Another way is deactivating/reactivating Custom Models. It's a more convenient way because it uses the DataRobot API to stop Custom Models which includes all business rules and code needed for that. This is safer than just dumping LRS YAML definitions. Although, this creates downtime for your deployments but we assume it's expected since cluster migration/app upgrade is happening already.
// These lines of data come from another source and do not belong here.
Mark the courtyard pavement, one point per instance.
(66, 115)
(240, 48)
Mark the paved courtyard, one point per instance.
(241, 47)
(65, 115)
Model Deployments can be deactivated manually through the UI. This is a more controlled way. If there are a lot of deployments and deactivating them all feels cumbersome, the following script can be used:

kubectl -n $DR_CORE_NAMESPACE exec deploy/mmapp-app -it -- /entrypoint python3 tools/custom_model/deployments_tool.py --api-url <DATAROBOT_URL> --api-token <DATAROBOT_API_TOKEN> --action deactivate 

各パラメーターについて説明します。

  • DR_CORE_NAMESPACE - the namespace where DataRobot is installed
  • DATAROBOT_URL - the DataRobot application endpoint (e.g., https://app.datarobot.com)
  • DATAROBOT_API_TOKEN - an API token for the user with the MLOps admin role and access to all target deployments. The token can be retrieved in the API keys and tools section in Settings on the UI.

This script will:

  • Take all deployments visible to the owner of the API TOKEN (please ensure that the user has MLOps admin role & access to all target deployments)
  • Send a deactivation request per each deployment
  • By default it won't wait for deactivation process to finish but it can be visible on the UI (Deployments section in the Console tab)

Downsides

  • To use it, you should have a user with MLOps admin access to all deployments in the environment
  • Custom metrics and monitoring jobs that are scheduled on the deployments will fail during downtime. Although, they will catch up after deployment reactivation
  • Service stats will be cleared after a deployment deactivation (they will be recalculated during reactivation)

備考

The tool is available in 11.1.1. If you use earlier versions of DataRobot and want to use the script, contact support to get the script.